É fundamentalmente importante o conhecimento destas questões para tentar estudar soluções para elas. A arborização urbana pode, pelas suas características, amenizar alguns destes fatores, mas algumas pessoas só se lembram das árvores quando querem estacionar o carro na sombra (mesmo que seja debaixo da árvore do vizinho). Nesse caso específico os benefícios de uma árvore como reguladora do ambiente são imensos: oxigena e filtra o ar, melhora o clima e reduz os níveis de poluição. Além de sua contribuição para melhorar a qualidade do ar e do clima, uma arborização urbana eficaz ainda reduz os níveis de ruídos (poluição sonora), através dos obstáculos que oferece à propagação das ondas sonoras, abriga e alimenta a fauna, ameniza o vento, ajuda a absorver a água da chuva, evita a erosão do solo, além de embelezar e valorizar a cidade.
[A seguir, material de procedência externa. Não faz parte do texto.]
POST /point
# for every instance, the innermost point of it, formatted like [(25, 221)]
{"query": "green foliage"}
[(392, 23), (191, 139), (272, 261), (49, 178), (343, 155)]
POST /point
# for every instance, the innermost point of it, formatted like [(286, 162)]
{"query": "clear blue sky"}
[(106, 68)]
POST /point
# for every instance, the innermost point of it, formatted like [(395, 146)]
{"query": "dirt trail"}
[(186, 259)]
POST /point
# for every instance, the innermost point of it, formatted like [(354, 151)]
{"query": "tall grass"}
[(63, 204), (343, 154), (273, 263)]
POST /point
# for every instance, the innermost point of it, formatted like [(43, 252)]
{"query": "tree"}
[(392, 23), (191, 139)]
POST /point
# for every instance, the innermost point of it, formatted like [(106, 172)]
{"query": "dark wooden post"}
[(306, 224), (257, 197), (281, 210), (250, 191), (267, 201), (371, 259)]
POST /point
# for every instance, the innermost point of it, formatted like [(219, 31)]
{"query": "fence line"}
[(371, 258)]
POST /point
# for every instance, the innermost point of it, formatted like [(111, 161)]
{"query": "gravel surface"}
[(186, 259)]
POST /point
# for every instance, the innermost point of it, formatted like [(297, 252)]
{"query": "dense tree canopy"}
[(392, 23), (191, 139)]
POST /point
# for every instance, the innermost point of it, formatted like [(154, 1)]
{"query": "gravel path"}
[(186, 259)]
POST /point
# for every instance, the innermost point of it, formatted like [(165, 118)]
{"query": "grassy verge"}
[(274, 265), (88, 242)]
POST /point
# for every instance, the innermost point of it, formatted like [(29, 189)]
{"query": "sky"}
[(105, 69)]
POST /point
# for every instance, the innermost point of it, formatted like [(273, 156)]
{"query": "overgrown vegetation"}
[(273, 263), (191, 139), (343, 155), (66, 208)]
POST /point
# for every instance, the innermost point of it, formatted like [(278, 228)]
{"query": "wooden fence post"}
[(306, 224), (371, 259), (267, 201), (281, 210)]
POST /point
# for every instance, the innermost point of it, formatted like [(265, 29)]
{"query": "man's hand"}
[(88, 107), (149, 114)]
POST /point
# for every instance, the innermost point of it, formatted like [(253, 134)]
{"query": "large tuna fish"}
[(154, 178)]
A árvore é a grande alquimista da natureza que transmuta o monóxido de carbono, que nos envenena, no oxigênio que nos purifica. É também grande catalisadora das energias cósmicas. Além disso, contribuem para o equilíbrio psicossocial nos transmitindo sensação de calma e conforto. Se não bastasse a ausência de árvores em nosso município, a ignorância ambiental faz com que alguns indivíduos provoquem incêndios criminosos no meio ambiente urbano, mais precisamente às margens da rodovia, pastagens e terrenos baldios (existem milhares em Rio Preto devido à “generosa” inclusão de áreas no perímetro urbano, para especulação imobiliária) prejudicando ainda mais a saúde dos cidadãos rio-pretenses. Aliás, já virou rotina, nessa época do ano, sermos diariamente contemplados com uma quantidade absurda de fuligem preta sobre nossas casas e cabeças. Ninguém aguenta mais essa situação!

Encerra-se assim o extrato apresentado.